Il deputato regionale del PD denuncia scelte ingiustificate e dannose: “La sanità pubblica si rafforza, non si smantella”

Rete ospedaliera Trapani

Marsala – Il deputato regionale Dario Safina lancia un allarme sulla nuova rete ospedaliera Trapani 2025 proposta dall’assessorato alla Salute della Regione Sicilia. Secondo l’esponente del Partito Democratico, il riordino sanitario penalizza pesantemente il territorio trapanese, con tagli di posti letto, reparti cancellati e una totale assenza di visione strategica.

Posti letto ridotti, reparti cancellati

“Trapani è l’unica provincia in Sicilia in cui si riducono i posti letto per acuti”, denuncia Safina, parlando di un chiaro segnale politico di arretramento. La provincia passa infatti da 934 a 926 posti letto complessivi. Ma è l’analisi nel dettaglio a far emergere le maggiori criticità. All’ospedale di Trapani, considerato il presidio centrale dell’ASP, si registra un taglio netto di 17 posti letto per acuti.

A Castelvetrano, invece, si perdono 12 posti letto, di cui 10 in Chirurgia generale. Ancora più grave, secondo Safina, è la cancellazione dell’Urologia oncologica, un reparto riconosciuto a livello regionale. La conseguenza diretta sarà che molti pazienti oncologici dovranno rivolgersi a strutture fuori provincia per curarsi, con evidenti disagi.

Incrementi parziali e squilibrio territoriale

Il piano prevede alcuni aumenti: +18 posti letto a Marsala, +20 a Mazara del Vallo, +16 a Salemi. Tuttavia, questi incrementi si concentrano esclusivamente nella lungodegenza e, secondo il deputato dem, non sono sufficienti a compensare i tagli strutturali. “Si tratta solo di numeri che creano l’illusione di un miglioramento, mentre in realtà viene minata la capacità operativa del sistema sanitario locale”, afferma Safina.

Sull’isola di Pantelleria viene inoltre cancellato il reparto di Ostetricia, privando un territorio già disagiato di un servizio essenziale per le famiglie.

Trapani arretra, altre province crescono

Mentre nel resto della Sicilia si registra un incremento di posti letto – in particolare a Palermo, Siracusa, Enna e Caltanissetta – Trapani resta indietro, in controtendenza rispetto agli obiettivi nazionali. “La media italiana è di 3,1 posti letto ogni 1000 abitanti. Trapani, già sotto quella soglia, rischia di peggiorare ulteriormente”, sottolinea Safina.

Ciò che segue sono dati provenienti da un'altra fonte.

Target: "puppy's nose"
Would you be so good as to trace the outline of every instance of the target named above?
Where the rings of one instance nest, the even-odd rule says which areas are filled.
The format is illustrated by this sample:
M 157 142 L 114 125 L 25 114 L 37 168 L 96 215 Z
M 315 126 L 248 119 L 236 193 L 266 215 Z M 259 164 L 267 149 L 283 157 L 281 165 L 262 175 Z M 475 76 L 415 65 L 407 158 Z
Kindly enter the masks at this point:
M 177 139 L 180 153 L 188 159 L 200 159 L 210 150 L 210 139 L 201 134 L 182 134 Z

Il caso della Radioterapia dimenticata

Un altro elemento di forte criticità riguarda l’assenza dei posti letto previsti per il nuovo reparto di Radioterapia a Trapani. Pur essendo stato annunciato e atteso, il servizio non compare nella bozza regionale, sollevando dubbi e preoccupazioni. “Si tratta di una dimenticanza o di una scelta voluta?”, si chiede Safina, che ha già chiesto un incontro urgente con la commissaria ASP Sabrina Pulvirenti.

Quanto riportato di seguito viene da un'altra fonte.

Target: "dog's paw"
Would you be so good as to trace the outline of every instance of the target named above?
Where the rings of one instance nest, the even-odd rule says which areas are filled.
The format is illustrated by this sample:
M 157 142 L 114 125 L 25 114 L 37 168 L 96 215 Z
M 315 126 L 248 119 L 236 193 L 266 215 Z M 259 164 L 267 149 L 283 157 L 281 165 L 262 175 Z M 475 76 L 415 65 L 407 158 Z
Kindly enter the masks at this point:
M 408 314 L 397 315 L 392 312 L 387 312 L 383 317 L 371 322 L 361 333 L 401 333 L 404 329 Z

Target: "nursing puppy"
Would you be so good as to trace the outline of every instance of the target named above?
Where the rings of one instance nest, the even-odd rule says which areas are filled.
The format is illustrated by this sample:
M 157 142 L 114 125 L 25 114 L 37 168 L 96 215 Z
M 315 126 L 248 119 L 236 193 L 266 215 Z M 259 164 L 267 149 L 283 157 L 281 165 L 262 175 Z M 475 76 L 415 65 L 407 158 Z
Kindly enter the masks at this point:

Appello finale: “Trapani merita di più”

Il parlamentare del PD conclude con un appello forte: “La sanità pubblica non si taglia. Si rafforza. Trapani non può essere trattata come una provincia di serie B. Serve una visione strategica, concreta e immediata per garantire il diritto alla salute di tutti i cittadini. E Trapani merita molto di più”.

Speriamo bene per il futuro della sanità in provincia di Trapani.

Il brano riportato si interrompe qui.